Eden Rauch, a senior in the nutritional sciences, has been doing research under the direction of Professor Peter Nathanielsz at the Laboratory for Pregnancy and Newborn Research in the College of Veterinary Medicine. Charles Harrington/University Photography
Eden Rauch sees her undergraduate research experience at Cornell as a passport to the future.
Rauch has been working with world-renowned Cornell veterinary reproductive physiologist Peter Nathanielsz at the Laboratory for Pregnancy and Newborn Research in the College of Veterinary Medicine since she was a freshman. Now, as a senior in the Division of Nutritional Sciences in the College of Human Ecology, she sees her research on pregnancy as a preview for a medical career.
Simply by asking her biology professor during her freshman year where she could do research if she were interested in pregnancy issues, Rauch was able to gain a position in the lab working on intrauterine growth retardation in the late gestation ovine fetuses. Rauch is studying the endocrine effects of depriving the fetus of oxygen and the resulting birth defects. And the Somerville, N.J., native plans to write an honors thesis on her research. Such research may add insight to the treatment and prevention of intrauterine growth restriction, she says, a condition that can have drastic effects on an individual.
This summer, Rauch was one of 60 Hughes Undergraduate Research Scholars at Cornell, a selective national program sponsored by the Howard Hughes Foundation. Hughes Scholars are selected by the Cornell Division of Biological Sciences on the basis of a student's commitment to research, academic performance, recommendation letters, laboratory sponsor/mentor, a personal statement and an interview. Students who become Hughes Scholars receive $2,500 stipends to cover summer expenses for conducting full-time summer research.
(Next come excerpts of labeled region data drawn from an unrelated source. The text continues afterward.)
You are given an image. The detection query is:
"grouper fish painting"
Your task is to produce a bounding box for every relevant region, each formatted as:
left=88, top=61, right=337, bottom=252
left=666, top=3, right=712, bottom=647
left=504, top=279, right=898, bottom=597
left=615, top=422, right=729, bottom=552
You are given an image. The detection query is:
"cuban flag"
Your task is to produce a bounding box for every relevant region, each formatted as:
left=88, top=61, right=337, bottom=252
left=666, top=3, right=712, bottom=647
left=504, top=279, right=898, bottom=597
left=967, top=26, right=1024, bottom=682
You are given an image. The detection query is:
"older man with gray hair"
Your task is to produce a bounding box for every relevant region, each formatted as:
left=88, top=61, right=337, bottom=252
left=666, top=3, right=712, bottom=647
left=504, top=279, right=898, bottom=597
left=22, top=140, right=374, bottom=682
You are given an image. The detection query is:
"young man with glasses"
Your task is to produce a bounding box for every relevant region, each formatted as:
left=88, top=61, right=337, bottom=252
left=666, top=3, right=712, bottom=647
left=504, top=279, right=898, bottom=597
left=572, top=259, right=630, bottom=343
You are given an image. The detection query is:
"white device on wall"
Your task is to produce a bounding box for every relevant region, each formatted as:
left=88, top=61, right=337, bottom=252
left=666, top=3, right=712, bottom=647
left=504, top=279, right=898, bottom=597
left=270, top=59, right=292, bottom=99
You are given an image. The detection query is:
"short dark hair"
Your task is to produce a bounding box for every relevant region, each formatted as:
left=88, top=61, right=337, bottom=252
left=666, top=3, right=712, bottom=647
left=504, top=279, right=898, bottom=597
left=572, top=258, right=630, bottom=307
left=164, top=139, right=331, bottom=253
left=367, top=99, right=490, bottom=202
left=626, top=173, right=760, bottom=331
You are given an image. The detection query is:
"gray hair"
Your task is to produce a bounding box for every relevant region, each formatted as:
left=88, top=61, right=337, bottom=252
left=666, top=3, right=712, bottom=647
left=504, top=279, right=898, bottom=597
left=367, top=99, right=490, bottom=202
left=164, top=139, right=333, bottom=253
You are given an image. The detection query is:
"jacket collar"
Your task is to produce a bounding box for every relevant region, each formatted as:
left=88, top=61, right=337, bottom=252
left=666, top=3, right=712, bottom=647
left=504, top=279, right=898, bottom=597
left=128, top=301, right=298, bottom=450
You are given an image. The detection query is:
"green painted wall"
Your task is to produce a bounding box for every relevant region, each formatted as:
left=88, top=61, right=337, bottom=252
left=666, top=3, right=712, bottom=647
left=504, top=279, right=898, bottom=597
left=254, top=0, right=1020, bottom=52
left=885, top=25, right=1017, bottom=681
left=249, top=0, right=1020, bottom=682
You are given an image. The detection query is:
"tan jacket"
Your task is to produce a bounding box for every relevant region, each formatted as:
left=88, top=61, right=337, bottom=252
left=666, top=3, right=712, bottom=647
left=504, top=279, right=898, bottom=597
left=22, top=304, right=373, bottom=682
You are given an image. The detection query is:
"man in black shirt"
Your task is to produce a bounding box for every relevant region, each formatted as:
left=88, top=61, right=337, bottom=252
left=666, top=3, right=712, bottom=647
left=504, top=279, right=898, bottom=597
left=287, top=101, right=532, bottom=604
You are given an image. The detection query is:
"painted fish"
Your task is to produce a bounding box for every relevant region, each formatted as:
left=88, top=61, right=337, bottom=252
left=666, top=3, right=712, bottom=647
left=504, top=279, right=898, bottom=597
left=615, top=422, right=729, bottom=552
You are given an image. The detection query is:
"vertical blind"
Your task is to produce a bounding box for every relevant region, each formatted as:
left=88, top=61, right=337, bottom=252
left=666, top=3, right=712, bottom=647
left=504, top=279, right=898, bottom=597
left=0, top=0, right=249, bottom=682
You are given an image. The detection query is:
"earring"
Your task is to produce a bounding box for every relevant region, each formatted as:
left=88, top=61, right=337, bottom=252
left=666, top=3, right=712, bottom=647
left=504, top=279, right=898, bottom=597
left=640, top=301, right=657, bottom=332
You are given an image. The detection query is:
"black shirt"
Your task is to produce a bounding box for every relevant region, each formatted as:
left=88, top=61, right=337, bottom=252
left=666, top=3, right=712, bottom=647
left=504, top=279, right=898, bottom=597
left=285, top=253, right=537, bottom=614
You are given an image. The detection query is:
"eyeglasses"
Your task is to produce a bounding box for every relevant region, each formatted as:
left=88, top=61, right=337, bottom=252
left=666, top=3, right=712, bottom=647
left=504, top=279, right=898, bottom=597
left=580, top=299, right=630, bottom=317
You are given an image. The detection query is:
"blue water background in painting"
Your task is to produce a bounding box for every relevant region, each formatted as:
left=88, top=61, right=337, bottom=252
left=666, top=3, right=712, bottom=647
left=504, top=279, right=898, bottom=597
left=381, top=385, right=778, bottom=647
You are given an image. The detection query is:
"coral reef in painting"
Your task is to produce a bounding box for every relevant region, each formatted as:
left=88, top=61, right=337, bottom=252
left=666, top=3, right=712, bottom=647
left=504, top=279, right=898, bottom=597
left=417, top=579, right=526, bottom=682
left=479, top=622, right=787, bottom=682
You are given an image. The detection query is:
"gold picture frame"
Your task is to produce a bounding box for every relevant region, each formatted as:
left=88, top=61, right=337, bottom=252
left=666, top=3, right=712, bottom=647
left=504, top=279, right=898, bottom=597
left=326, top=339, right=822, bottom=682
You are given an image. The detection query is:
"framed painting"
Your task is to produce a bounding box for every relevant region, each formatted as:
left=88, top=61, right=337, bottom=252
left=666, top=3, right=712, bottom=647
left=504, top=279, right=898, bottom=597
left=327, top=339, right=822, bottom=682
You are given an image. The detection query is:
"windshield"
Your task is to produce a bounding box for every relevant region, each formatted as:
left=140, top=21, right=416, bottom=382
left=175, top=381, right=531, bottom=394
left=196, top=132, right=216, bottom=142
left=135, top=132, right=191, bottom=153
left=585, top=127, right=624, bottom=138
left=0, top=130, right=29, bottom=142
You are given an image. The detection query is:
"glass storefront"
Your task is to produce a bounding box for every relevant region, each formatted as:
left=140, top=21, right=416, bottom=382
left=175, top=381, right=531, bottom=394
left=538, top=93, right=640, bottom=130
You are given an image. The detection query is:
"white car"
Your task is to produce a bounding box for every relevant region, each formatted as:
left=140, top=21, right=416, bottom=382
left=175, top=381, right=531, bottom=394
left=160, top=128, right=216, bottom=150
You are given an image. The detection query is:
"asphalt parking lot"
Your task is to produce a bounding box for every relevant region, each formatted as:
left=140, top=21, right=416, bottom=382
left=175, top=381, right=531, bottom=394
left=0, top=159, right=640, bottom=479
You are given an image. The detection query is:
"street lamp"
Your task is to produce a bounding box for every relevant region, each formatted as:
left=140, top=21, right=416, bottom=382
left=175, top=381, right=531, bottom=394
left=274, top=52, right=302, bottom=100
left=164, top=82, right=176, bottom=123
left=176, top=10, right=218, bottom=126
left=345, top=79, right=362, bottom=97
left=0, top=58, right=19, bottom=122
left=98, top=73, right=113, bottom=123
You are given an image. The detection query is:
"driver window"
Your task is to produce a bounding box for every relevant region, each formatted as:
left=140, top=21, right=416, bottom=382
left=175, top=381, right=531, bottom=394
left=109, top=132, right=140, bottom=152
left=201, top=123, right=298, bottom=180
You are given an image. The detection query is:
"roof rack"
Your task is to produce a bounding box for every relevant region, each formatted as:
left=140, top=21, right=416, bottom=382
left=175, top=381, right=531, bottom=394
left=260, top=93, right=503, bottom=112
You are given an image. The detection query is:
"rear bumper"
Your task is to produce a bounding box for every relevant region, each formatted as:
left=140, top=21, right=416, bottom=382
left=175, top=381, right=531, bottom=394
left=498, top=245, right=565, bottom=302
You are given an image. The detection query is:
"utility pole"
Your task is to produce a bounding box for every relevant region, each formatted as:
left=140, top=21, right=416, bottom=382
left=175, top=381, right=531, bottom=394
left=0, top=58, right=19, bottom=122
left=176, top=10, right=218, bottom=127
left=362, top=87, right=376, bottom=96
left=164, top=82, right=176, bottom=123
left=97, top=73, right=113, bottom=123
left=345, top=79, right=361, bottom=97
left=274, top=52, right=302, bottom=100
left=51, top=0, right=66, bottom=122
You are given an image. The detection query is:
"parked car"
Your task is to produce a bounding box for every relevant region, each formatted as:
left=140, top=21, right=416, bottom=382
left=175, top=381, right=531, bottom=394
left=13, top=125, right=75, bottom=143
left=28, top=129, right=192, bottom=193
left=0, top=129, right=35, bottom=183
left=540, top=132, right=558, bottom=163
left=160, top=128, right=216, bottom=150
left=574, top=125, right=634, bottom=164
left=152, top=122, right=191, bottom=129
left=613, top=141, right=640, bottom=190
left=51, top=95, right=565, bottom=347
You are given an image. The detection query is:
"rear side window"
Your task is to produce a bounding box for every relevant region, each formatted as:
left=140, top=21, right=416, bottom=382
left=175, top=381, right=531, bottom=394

"The program is wonderful because, through bi-weekly seminars and faculty presentations, it has opened my eyes to other fabulous research going on on campus," Rauch said.
With Nathanielsz, the James Law Professor of Reproductive Physiology, as her faculty sponsor and Margaret Ramsay, visiting professor and a practicing British obstetrician, as her mentor, Rauch used the stipend to make headway on her honors thesis research. "I am just getting results now. I really hope to produce something that will be meaningful to the progress of science," she said.
Rauch's medical school applications will be replete examples of her research experience. In addition to her work for academic credit in the veterinary school, last summer Rauch did clinical research in reproductive endocrinology at the Center for Reproductive Medicine and Infertility at Cornell Medical School/New York Hospital. She was an assistant at the In Vitro-Fertilization Center of New Jersey in high school. And in thinking about her career path, Rauch is not overlooking her interest in nutrition.
"Many doctors are not adequately trained in nutrition. Nutrients may have a lot to do with the treatment and prevention of disease and it is important and fascinating to see that connection," she said.
Rauch's life is not filled only by research, though. She is a member of Kappa Omicron Nu National Honor Society and the Golden Key National Honor Society, and she has managed to balance making the dean's list with sorority life and volunteering with the One-to-One Outreach Program a big-brother, big-sister-type program sponsored by the Ithaca Youth Bureau.